Post-game handshake provides perspective

The University of New Mexico Lobos men’s basketball team is having a great season under the leadership of new head coach Craig Neal. The talent and drive of this year’s team was certainly on display in its victory last weekend against the then-No. 6 ranked San Diego State Aztecs.

The celebration of an impressive Lobo win before a loud crowd of more than 15,000 fans was marred, however, by unsportsmanlike pushing by players during the traditional post-game handshake line. The players were quickly separated before anything worse could develop, but that was followed by a couple of Lobos fans tossing a water bottle and a cup of water at Aztecs players.

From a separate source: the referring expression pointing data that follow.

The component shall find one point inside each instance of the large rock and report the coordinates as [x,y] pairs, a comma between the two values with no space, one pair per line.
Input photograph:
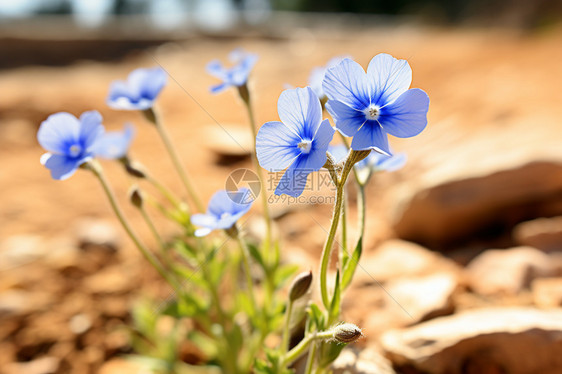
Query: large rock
[398,258]
[463,182]
[493,340]
[507,271]
[542,233]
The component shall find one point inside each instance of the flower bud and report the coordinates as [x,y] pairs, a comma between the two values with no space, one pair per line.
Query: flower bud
[135,197]
[300,285]
[347,333]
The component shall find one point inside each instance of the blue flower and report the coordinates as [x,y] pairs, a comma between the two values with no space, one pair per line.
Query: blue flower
[139,91]
[69,141]
[235,76]
[368,106]
[225,208]
[373,163]
[114,144]
[299,142]
[317,76]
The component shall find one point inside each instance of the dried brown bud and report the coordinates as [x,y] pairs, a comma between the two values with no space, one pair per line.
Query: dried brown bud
[300,285]
[135,197]
[347,333]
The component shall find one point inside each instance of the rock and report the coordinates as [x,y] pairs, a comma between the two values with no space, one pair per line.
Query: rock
[507,271]
[19,250]
[230,143]
[122,366]
[97,233]
[542,233]
[398,258]
[492,340]
[466,182]
[422,298]
[547,292]
[43,365]
[367,361]
[109,280]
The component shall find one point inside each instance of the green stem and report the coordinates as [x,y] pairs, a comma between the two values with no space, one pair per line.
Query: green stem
[151,115]
[98,172]
[244,94]
[246,263]
[286,329]
[300,348]
[311,359]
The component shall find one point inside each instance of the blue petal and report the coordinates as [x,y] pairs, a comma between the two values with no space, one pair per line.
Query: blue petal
[61,167]
[91,128]
[347,82]
[317,156]
[407,116]
[114,144]
[221,202]
[147,83]
[347,120]
[390,77]
[216,69]
[276,146]
[300,110]
[371,136]
[218,88]
[153,82]
[204,220]
[58,131]
[393,163]
[338,152]
[294,180]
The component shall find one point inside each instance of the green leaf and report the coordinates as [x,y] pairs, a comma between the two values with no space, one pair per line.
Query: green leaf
[351,264]
[283,273]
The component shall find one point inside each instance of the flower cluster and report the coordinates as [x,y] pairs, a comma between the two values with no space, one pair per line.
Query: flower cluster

An Aztecs player also threw a towel into the stands.

Neal, who helped point out one of the fans accused of throwing something, quickly and firmly criticized the reaction, saying, “We don’t do that here.”

So far, so good.

But when it came to addressing the pushing incident in the handshake line, he apparently let the excitement of winning a hard-fought game get the best of him. Or at least that’s giving him the benefit of the doubt.

“Handshake lines aren’t good,” Neal said. “I still don’t understand them. When two competitive teams go to war — they’re not nice. I don’t know what happened, but I was just trying to get my team out of there.”

First, handshake lines are a good tradition. It’s an exercise in sportsmanship that is embedded in our culture from Little League to the NCAA. Win or lose, they give opposing players and coaches the chance to face each other respectfully after a tough competition.

Second, and more importantly, the handshake ritual reinforces the idea that what just finished was, after all, just a game.

It definitely was not “war.” The many military veterans who experienced combat in Vietnam, Afghanistan and Iraq and who were in the Pit crowd that night would likely agree.

It’s a tradition that’s good for the players and keeps things in perspective. After all, despite mega salaries for coaches and millions of dollars of TV revenue for big-time college athletic programs, it really is just a game.